The crime of stalking, typically defined as “the willful, malicious, and repeated following and harassing of another person that threatens his or her safety” (Ref. 2, p 258), is increasingly recognized as a serious social and criminal problem, affecting large proportions of the populations in which it has been studied. Lifetime risks of being the victim of stalking have been measured in the United States, Australia, and Great Britain, and range from 8 to 15 percent for women and 2 to 4 percent for men.(8) If there is one stalker for each victim, then a large random telephone survey of stalking victims in the United States published in 1997 would indicate that 179,135 women had stalked another person in the previous 12 months.(9)

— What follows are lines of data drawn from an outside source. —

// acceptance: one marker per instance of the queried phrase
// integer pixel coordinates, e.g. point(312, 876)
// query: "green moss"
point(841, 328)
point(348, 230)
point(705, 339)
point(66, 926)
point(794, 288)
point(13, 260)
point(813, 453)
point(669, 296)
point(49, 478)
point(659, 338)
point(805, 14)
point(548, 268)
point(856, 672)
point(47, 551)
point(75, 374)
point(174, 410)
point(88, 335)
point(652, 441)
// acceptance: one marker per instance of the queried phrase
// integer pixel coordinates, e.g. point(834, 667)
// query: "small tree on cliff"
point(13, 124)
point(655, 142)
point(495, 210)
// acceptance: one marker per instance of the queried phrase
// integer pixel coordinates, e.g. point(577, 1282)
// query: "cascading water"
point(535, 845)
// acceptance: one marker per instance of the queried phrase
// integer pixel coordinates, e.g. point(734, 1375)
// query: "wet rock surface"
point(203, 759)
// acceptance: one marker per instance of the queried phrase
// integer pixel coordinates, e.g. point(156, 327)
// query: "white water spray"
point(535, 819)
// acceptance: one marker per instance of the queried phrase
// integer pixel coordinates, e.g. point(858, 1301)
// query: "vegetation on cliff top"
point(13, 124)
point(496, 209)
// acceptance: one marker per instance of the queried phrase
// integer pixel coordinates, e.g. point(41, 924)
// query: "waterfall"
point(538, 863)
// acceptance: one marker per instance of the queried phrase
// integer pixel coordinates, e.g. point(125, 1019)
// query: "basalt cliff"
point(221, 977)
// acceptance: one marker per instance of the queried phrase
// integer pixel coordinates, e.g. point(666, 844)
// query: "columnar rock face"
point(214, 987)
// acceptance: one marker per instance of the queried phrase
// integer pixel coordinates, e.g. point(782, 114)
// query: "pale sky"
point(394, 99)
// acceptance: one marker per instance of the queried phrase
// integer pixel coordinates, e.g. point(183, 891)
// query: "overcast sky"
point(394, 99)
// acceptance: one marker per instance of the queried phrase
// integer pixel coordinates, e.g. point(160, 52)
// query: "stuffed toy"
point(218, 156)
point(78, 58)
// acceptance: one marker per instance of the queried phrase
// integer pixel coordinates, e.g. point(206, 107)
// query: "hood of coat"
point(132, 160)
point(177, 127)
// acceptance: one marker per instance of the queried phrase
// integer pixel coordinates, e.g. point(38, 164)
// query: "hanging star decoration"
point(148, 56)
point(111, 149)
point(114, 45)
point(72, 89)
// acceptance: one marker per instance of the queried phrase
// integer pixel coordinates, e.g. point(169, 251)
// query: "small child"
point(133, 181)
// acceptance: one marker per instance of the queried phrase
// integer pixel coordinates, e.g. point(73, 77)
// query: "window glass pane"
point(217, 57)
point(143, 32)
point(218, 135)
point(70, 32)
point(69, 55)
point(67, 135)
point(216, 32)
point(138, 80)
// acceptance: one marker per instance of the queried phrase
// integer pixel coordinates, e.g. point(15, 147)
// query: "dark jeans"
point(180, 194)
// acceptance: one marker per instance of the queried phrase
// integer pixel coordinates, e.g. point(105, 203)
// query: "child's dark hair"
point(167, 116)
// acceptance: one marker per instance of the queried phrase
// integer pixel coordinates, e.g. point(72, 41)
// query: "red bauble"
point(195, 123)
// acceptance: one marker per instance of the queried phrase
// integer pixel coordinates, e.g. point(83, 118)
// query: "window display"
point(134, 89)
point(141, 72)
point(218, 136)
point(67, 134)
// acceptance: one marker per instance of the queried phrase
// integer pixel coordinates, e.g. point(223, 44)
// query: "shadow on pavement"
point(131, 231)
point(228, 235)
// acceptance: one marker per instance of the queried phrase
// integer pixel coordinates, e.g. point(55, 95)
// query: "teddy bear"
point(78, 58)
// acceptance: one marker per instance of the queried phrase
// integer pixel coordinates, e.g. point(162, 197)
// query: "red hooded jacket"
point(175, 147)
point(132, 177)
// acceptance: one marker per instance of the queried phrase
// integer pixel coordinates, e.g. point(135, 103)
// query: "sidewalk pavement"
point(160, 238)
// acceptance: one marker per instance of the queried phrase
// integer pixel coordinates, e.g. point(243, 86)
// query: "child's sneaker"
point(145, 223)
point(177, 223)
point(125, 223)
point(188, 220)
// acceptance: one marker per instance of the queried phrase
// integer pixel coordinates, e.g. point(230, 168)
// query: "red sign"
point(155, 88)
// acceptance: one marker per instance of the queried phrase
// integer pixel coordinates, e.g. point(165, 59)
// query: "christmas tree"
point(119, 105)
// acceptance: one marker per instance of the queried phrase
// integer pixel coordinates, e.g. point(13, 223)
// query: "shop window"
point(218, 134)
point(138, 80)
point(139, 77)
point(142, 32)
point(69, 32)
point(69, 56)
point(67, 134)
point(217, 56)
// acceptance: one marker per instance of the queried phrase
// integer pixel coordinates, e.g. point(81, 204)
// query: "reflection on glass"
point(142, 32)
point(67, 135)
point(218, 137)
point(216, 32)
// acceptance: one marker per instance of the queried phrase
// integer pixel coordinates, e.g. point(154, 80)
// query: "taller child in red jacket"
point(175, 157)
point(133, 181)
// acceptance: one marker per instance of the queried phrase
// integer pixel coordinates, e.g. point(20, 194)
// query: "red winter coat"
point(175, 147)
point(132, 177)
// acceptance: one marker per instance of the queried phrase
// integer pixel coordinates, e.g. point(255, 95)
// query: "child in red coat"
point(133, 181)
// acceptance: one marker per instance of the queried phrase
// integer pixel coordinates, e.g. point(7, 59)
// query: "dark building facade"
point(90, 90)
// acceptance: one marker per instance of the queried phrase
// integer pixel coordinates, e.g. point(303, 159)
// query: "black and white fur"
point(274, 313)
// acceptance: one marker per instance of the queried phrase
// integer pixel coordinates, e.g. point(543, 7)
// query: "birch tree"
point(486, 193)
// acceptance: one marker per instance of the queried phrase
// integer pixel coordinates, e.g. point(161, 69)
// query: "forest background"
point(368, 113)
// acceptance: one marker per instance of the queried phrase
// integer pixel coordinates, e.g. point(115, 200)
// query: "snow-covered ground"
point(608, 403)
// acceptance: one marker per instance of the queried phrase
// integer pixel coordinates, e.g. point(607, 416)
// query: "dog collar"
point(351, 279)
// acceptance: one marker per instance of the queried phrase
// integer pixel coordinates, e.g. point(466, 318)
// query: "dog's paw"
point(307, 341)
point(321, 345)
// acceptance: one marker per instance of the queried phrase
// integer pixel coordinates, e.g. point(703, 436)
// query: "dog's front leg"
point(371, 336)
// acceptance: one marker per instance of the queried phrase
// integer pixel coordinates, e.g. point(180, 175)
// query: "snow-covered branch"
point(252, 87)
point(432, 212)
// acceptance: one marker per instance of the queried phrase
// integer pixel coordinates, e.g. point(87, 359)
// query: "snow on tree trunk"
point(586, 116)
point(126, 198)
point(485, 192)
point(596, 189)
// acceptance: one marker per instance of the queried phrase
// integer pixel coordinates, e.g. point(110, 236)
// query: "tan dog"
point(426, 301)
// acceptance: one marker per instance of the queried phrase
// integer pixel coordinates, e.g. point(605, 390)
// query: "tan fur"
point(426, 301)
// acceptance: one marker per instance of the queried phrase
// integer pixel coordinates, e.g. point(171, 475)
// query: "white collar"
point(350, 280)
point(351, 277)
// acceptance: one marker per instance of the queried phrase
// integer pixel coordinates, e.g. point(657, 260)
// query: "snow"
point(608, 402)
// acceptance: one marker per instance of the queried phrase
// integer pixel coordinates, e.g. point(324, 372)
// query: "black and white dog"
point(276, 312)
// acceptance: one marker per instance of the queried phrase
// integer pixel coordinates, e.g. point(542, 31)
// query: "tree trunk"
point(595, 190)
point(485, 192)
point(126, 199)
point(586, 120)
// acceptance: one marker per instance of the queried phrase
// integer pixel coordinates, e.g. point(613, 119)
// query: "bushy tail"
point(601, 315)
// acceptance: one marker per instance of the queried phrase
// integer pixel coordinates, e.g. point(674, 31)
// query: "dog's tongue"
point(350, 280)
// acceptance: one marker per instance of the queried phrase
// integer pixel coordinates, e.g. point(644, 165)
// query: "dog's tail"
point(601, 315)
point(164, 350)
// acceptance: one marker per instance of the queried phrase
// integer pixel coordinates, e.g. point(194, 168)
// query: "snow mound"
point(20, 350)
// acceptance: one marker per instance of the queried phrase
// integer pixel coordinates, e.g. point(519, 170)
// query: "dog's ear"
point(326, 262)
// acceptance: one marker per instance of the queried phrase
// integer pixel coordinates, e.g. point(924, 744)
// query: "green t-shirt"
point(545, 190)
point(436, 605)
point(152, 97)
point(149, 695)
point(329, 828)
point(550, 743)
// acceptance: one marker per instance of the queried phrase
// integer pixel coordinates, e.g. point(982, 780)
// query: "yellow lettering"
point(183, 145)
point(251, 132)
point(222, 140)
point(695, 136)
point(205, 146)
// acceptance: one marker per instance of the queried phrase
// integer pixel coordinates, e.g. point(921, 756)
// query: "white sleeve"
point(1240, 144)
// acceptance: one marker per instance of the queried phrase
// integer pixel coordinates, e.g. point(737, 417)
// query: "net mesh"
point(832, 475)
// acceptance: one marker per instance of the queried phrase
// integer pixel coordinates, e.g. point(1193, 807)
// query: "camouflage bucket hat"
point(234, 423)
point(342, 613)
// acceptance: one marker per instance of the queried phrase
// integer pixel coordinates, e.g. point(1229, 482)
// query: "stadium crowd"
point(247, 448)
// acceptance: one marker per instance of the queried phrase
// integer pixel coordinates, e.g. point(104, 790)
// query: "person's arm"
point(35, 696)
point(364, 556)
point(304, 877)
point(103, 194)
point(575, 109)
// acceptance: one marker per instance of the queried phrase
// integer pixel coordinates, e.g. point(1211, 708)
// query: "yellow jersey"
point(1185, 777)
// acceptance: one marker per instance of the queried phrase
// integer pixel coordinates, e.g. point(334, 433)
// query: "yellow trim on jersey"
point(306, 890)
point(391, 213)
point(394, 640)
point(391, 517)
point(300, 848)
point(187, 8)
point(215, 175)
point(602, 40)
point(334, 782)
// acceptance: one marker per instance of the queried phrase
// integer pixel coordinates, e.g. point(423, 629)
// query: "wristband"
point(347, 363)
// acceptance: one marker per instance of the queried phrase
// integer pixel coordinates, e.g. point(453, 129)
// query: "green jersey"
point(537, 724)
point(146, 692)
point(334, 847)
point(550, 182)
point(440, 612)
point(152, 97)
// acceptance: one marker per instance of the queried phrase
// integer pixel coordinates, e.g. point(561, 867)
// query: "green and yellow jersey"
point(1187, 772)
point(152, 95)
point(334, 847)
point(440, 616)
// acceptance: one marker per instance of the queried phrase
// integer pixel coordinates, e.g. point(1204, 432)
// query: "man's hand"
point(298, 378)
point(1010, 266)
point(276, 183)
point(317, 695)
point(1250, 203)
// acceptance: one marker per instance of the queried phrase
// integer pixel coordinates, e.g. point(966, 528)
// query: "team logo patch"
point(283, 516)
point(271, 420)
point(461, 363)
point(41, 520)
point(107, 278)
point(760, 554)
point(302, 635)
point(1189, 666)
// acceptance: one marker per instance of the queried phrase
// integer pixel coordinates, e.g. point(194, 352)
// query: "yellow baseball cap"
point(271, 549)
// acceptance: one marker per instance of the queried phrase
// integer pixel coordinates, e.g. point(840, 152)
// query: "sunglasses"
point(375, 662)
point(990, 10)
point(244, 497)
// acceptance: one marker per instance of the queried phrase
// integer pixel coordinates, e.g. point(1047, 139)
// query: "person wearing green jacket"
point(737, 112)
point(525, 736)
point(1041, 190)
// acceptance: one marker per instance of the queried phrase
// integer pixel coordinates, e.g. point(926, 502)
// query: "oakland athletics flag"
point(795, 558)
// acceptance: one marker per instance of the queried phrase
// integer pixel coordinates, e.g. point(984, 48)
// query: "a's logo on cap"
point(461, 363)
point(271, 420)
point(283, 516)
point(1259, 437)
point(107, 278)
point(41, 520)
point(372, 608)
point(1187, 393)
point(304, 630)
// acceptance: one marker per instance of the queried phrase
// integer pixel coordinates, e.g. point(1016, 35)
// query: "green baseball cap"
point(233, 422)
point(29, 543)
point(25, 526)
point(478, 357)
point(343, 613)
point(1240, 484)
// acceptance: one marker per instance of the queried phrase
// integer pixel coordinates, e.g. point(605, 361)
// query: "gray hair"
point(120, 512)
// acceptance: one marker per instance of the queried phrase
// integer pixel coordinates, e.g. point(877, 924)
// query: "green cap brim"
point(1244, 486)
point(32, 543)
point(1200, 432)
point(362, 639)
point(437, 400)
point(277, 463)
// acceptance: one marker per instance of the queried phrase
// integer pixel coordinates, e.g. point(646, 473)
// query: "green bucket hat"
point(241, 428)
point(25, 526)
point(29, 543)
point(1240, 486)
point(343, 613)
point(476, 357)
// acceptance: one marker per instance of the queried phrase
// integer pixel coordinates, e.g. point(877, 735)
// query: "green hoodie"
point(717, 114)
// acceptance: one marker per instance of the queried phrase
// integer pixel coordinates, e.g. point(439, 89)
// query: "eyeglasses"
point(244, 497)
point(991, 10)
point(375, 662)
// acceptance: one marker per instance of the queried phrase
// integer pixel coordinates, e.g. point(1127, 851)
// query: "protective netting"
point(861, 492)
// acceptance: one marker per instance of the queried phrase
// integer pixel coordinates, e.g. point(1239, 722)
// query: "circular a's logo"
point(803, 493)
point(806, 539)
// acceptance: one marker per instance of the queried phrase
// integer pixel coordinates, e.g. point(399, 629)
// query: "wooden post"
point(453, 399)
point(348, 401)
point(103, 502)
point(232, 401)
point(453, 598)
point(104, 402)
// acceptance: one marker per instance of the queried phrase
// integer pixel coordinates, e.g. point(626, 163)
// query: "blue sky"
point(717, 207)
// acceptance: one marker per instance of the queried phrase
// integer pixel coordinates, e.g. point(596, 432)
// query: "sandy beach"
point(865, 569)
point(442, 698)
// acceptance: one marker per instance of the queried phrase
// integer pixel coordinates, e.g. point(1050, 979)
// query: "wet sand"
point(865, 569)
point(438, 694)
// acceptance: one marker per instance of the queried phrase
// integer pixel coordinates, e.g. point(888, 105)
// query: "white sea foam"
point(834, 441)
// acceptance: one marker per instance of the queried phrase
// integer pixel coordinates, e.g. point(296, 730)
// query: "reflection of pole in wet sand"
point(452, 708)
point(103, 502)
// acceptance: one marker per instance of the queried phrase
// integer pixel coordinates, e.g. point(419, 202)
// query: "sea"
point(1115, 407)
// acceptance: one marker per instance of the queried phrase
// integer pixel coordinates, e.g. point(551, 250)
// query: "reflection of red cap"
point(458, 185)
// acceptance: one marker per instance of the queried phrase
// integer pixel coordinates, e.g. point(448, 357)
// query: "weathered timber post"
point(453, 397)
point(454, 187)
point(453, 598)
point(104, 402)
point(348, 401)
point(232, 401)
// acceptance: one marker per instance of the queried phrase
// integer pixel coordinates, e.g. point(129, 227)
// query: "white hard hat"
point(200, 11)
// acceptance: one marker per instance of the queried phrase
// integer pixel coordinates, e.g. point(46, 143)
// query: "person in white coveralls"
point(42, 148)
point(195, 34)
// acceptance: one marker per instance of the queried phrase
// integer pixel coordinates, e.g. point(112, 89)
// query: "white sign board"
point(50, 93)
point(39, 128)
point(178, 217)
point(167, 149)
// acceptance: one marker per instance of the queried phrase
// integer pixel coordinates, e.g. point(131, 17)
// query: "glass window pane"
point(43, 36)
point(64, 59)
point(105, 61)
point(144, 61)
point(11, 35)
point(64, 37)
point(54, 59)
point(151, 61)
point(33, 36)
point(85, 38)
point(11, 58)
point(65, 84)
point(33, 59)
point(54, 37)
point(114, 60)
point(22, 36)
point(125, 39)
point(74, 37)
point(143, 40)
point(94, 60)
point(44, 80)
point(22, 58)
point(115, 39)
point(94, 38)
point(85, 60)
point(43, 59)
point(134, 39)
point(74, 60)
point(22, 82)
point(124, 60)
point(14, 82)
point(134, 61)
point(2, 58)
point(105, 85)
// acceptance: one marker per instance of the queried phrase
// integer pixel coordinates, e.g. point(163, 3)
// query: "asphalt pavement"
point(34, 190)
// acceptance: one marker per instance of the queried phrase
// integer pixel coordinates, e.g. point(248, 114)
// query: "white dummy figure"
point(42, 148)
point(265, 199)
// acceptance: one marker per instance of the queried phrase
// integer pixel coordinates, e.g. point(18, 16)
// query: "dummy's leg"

The purpose of this study was to assemble a sample of cases of stalking by females and study their various demographic, clinical, and forensic characteristics. Given the relatively small number of women charged with or convicted of stalking in any one jurisdiction, we attempted to gather cases from as many different collaborators in as many different geographical locations as possible, to increase the external validity of our findings.
The study design was an archival survey of mental health and law enforcement professionals. A static group comparison was used to test certain hypotheses within the sample. Research collaborators who were professionals with expertise and experience in stalking cases were sought from the United States, Canada, and Australia between June 2000 and March 2001. These professionals were known to the first author, in some cases through their research publications. Stalking cases were included based on the following selection criterion: an adult female (18 or more years of age) who had engaged in stalking behavior as defined by the California Penal Code: “. . .any person who willfully, maliciously, and repeatedly follows or harasses another person and who makes a credible threat with the intent to place that person in reasonable fear for his or her safety, or the safety of his or her family.”(10) Specific charges or convictions were not necessary for inclusion, but the behavior had to have occurred on more than one occasion.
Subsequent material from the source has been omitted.